Damit würde die Anwendung der Regelung des § 67 Abs. 5 StGB im Falle einer erfolgreichen Entziehungstherapie erschwert. Wie schon in der vorgenannten Entscheidung des OLG Celle aufgeführt wird und durch die letztjährige Neufassung des § 67 (Abs. 2 S. 3) StGB besonders deutlich wird, soll nach einer erfolgreichen stationären Unterbringung die Entlassung des Therapierten in die Freiheit erfolgen.

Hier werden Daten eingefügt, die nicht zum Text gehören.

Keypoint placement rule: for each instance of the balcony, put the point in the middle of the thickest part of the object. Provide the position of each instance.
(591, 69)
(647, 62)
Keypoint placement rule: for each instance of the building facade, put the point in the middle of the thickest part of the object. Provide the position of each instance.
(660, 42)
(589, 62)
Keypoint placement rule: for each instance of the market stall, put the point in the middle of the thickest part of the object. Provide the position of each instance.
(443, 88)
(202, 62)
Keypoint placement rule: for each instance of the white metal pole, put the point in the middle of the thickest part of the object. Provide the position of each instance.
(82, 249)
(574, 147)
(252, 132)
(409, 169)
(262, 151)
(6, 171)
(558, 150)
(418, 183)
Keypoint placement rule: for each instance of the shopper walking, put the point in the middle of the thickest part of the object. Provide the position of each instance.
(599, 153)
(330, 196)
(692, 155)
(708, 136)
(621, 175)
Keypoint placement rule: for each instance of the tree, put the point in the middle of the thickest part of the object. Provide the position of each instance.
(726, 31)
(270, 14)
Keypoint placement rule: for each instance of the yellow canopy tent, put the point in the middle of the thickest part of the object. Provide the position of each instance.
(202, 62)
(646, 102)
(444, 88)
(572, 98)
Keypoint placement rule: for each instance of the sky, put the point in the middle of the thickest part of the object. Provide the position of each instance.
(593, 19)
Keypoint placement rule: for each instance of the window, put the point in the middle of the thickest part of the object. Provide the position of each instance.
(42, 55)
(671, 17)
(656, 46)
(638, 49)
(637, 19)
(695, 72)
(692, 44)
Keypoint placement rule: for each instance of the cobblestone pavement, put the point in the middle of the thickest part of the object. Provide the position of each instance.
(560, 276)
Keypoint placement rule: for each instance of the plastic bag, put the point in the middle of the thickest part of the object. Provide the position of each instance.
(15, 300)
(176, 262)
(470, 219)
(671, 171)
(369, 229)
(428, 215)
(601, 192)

Es muß daher - wie es nach Maßgabe des § 454 Abs. 2 Nr. 1 StPO bei Erstverbüßern mit unter zweijährigen Freiheitsstrafen durch entsprechend frühere Vollstreckungsunterbrechung erfolgt - die Anrechnung der Unterbringung auf mehrere Gesamtfreiheitsstrafen in der Weise erfolgen, daß nach Erreichen des Halbstrafentermins in einer der Gesamtfreiheitsstrafen die weitere Unterbringung auf die zweite Gesamtfreiheitsstrafe angerechnet wird.

21

In diesem Fall kommt noch hinzu, daß sich der Verurteilte erstmals im Vollzug befand, weswegen auch die Vollstreckung der von ihm vor der Unterbringung angetretenen Gesamtfreiheitsstrafe aus dem Urteil des Schöffengerichts zum Halbstrafentermin unterbrochen wurde. Da sich durch den Wechsel der Vollzugsform - ohne zwischenzeitliche Entlassung - an dem Status als Erstverbüßer nichts ändern kann, hätte auch deswegen die Anrechnung der Unterbringung auf die beiden, jeweils zwei Jahre nicht übersteigenden, Gesamtfreiheitsstrafen aus dem Urteil der kleinen Strafkammer jeweils zur Hälfte erfolgen müssen. Es ist inzwischen überwiegend anerkannt, daß Erstverbüßer mit dem Privileg der §§ 57 Abs. 2 Nr. 1, 454 Abs. 2 Nr. 1 StPO auch derjenige ist, der nacheinander mehrere Strafen zu verbüßen hat, von denen keine zwei Jahre übersteigt (vgl. OLG Celle, StV 1990, 271; OLG Braunschweig, Beschl. v. 6. April 2005, Ws 91-94/05, juris; Fischer, StGB, 55. Auflage, Rn. 25 zu § 57 StGB).

22

3. Nachdem die Unterbringung des Verurteilten in einer Entziehungsanstalt mit heutigem Beschluß zur Bewährung ausgesetzt werden konnte, konnte nach Maßgabe der vorgenannten Berechnungen auch die jeweils hälftigen Reste der beiden Gesamtfreiheitsstrafen aus dem Urteil der kleinen Strafkammer zur Bewährung ausgesetzt werden.

23

Die Voraussetzungen des § 57 StGB liegen vor ( wird ausgeführt ).